Avec Macron le libéral et Mélenchon le radical nous avons donc les deux faces de la névrose de ce pays, une névrose qui, en se transformant en nécrose, pourrait lui être fatale. Cette névrose est celle d’une France qui n’a le droit d’exister que comme parangon de l’Universel. De même que certains groupes humains cultivent un patrimoine identitaire jalousement défendu, songeons aux Basques ou aux Corses, d’autres imaginent que toute forme d’affirmation identitaire est une limitation de leur génie. En fin de compte, pour l’un comme pour l’autre, être français relève exclusive ment du domaine des Valeurs. Que l’on croie ou non à l’idée du grand remplacement, il est clair qu’ils en sont des instigateurs, conscients ou non. Et c’est pour quoi ils inventent une histoire qui puisse être compatible avec leur négationnisme historique. Les origines de la France ? Elles ne sont ni gauloises, ni franques, ni romaines puisque la notion d’origine est absurde comme celle d’identité. La France chrétienne ? Les dizaines de milliers d’églises qui forment un manteau de pierres ? Dès qu’il est question d’identité, ils détournent la tête. Ah, mais s’il s’agit des peuples premiers, aborigènes d’Australie, Kanaks de Nouvelle Calédonie, Amérindiens et Papous, les voilà tout ouïe ! Mais ce sont là des affaires de « nègres », en quelque sorte. Nous sommes nous, sans origine, sans odeur, sans couleur de peau. Des citoyens. Nous sommes des Blancs et les Blancs, c’est bien connu, sont inodores et sans saveur.

En fin de compte, mélenchonistes et macroniens font apparaître la vraie question qui va devenir brûlante : qu’est-ce qu’être français et quel rapport y a-t-il entre notre nationalité administrative et notre identité ? Est-ce exclusivement une affaire de langue ? De valeurs ? De droit ? Toute notion de généalogie, toute forme de familiarité et de correspondance affective avec un paysage ou une région, sont pour eux des fictions archaïques.
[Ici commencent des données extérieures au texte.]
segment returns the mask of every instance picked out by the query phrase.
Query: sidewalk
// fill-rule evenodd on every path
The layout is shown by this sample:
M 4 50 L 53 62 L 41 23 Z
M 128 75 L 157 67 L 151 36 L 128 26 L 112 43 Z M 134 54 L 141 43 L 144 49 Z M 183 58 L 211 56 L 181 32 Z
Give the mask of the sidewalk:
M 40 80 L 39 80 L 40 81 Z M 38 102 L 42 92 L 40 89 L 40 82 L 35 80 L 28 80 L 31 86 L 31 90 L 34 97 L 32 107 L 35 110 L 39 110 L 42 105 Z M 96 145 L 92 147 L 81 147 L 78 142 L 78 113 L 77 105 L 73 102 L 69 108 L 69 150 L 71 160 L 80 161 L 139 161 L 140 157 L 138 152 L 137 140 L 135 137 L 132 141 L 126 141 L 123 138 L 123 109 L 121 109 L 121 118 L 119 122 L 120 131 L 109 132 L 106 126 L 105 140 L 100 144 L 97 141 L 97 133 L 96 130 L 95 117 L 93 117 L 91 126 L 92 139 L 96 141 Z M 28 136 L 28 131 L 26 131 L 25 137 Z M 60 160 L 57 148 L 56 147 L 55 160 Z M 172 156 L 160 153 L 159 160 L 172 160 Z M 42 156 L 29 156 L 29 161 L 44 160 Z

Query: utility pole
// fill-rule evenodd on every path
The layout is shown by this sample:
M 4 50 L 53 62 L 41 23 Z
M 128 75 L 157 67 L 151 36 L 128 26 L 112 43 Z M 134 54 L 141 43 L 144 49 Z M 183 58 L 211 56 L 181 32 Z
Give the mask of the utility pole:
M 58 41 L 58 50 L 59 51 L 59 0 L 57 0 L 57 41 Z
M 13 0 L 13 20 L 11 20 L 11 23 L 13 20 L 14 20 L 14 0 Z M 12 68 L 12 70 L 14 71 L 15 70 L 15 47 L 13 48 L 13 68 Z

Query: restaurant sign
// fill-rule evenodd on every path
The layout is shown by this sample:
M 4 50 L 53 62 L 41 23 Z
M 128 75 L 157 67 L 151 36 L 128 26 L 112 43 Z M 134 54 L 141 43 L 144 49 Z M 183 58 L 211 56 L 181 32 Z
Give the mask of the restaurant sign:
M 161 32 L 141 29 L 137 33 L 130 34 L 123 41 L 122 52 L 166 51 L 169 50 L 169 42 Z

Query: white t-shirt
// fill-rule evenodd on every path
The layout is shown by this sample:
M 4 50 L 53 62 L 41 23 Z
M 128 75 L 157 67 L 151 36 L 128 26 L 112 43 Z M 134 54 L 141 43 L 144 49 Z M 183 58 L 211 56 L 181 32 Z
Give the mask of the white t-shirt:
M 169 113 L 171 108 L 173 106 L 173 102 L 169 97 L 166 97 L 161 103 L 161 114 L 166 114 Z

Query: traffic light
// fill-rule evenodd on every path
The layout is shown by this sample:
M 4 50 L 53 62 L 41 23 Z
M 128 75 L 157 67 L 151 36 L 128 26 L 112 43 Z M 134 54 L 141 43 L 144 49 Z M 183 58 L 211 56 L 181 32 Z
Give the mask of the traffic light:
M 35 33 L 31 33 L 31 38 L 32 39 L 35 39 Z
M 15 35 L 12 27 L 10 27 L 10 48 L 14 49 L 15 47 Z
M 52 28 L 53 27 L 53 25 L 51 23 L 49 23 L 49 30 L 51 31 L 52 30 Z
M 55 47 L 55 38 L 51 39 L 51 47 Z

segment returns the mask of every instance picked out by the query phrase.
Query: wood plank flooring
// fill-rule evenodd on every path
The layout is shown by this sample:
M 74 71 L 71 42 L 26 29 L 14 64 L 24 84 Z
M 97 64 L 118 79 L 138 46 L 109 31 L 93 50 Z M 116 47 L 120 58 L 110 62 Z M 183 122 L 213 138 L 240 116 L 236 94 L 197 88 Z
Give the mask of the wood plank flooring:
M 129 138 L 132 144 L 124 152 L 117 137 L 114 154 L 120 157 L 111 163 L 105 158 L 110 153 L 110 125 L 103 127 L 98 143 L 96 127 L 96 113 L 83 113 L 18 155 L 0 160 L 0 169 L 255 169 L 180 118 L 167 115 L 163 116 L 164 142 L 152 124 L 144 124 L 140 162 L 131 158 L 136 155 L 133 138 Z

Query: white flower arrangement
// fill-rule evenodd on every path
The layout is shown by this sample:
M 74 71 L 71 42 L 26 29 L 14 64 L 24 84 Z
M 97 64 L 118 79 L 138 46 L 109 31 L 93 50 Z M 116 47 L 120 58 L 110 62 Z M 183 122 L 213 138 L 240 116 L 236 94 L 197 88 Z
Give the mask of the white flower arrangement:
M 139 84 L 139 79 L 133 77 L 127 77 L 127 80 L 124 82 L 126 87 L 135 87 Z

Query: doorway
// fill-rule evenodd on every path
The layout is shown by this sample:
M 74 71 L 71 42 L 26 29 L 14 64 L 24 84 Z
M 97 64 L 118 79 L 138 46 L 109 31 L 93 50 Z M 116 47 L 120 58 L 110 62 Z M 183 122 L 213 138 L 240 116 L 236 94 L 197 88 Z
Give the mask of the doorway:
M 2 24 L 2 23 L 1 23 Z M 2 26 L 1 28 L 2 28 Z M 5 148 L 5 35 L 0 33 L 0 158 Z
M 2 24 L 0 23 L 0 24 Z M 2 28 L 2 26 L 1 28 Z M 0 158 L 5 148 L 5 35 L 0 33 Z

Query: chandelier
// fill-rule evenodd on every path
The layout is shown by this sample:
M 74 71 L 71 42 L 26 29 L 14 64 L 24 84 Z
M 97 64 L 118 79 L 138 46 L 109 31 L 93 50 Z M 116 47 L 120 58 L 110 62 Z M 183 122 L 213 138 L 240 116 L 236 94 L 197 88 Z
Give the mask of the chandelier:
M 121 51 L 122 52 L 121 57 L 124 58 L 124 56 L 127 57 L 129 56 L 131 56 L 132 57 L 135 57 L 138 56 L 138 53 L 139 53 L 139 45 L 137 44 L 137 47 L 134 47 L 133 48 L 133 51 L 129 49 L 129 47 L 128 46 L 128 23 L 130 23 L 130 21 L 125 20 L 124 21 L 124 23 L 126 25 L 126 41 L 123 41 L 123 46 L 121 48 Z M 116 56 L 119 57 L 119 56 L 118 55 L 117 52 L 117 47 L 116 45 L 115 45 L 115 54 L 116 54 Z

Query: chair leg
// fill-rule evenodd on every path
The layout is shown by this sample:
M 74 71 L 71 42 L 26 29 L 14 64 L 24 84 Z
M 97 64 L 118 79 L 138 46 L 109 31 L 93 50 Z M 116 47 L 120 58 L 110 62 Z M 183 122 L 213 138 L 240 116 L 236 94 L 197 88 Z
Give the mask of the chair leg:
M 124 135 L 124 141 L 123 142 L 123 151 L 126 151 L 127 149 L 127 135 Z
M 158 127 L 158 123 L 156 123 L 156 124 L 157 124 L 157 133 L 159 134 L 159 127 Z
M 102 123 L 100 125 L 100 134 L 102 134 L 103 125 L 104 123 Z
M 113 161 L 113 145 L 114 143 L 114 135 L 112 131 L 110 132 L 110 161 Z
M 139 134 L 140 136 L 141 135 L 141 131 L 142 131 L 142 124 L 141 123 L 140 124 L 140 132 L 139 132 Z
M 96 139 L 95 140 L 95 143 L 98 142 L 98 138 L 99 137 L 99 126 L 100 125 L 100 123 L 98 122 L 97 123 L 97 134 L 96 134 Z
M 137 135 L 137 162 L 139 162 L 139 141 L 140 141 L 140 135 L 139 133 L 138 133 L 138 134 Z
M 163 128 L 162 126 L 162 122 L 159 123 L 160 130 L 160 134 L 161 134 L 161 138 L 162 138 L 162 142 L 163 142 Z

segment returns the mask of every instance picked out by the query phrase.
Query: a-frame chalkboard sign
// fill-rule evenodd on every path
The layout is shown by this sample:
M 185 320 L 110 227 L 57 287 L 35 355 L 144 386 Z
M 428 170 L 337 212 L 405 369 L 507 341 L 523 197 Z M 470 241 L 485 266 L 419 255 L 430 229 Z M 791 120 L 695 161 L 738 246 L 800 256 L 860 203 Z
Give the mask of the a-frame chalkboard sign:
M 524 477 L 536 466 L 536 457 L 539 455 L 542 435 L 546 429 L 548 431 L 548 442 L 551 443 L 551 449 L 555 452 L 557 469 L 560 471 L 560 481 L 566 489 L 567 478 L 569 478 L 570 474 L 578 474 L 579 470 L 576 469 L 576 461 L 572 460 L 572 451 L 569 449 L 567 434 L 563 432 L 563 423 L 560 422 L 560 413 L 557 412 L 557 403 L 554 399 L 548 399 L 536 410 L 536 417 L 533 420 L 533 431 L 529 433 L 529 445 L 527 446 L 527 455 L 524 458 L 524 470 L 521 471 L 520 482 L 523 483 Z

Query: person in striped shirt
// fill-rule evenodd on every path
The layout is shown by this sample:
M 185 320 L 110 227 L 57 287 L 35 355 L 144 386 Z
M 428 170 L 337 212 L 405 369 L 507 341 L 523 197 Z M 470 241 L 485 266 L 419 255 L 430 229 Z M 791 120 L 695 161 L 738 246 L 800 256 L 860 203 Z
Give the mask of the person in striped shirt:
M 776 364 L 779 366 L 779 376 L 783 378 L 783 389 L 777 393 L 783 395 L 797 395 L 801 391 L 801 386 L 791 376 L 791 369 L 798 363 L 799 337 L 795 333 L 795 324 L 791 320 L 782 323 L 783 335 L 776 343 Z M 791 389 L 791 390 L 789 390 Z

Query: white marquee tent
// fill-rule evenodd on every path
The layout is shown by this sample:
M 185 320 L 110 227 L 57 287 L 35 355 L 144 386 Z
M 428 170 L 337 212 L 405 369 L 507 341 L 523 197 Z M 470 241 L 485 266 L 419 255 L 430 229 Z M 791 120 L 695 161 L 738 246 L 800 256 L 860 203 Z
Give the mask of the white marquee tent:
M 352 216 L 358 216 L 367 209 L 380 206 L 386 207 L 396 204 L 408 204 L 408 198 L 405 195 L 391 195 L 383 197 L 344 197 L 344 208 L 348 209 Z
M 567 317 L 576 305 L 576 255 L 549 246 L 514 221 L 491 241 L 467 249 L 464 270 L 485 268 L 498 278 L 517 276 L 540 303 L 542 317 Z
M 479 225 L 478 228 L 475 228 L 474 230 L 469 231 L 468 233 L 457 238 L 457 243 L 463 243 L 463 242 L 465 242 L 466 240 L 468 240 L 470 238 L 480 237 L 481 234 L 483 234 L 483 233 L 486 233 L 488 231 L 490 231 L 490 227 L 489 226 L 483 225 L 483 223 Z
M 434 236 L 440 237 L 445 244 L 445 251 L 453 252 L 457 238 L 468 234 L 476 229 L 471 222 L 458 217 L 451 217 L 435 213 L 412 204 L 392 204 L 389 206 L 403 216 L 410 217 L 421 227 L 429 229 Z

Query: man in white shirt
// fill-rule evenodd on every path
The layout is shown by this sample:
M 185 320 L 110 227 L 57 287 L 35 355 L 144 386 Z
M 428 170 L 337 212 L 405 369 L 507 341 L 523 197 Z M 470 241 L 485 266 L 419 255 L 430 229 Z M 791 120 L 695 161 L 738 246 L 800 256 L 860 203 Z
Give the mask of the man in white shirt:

Ils ne se rendent pas compte à quel point leur tropisme hors sol est dépassé, caduc, périmé. Ils vont à contresens de l’Histoire en cours. Tous les groupes humains se définissent d’abord par l’affiliation à un pays donné, à une terre donnée, à un territoire donné. Les peuples se définissent tout autant par la géographie que par l’Histoire. La France hexagonale est le lieu commun du « roman national ». Colombey-les deux-Églises ne se trouve pas à Pointe-à-Pitre ou à Mayotte, mais non loin de la ligne bleue des Vosges et ce n’est pas un hasard. Après s’être forgé contre la « Perfide Albion » le nationalisme français s’est construit à travers la confrontation avec l’Allemagne. Oui, la France est diverse, c’est entendu, les Dom Tom en font partie, mais elle pourrait continuer d’exister sans eux, tandis que les Dom Tom péricliteraient sans la France. La France n’a pas besoin de Mayotte, ce boulet. Elle n’a besoin que de la France. On ne peut pas être français sans se sentir à domicile en France or le fait est que l’on se sent de moins en moins à domicile dans un pays qui, par pans entiers, a progressivement cessé de se ressembler sous le coup d’une immigration extra-européenne qui bouleverse les données anthropologiques, culturelles et linguistiques d’un pays millénaire.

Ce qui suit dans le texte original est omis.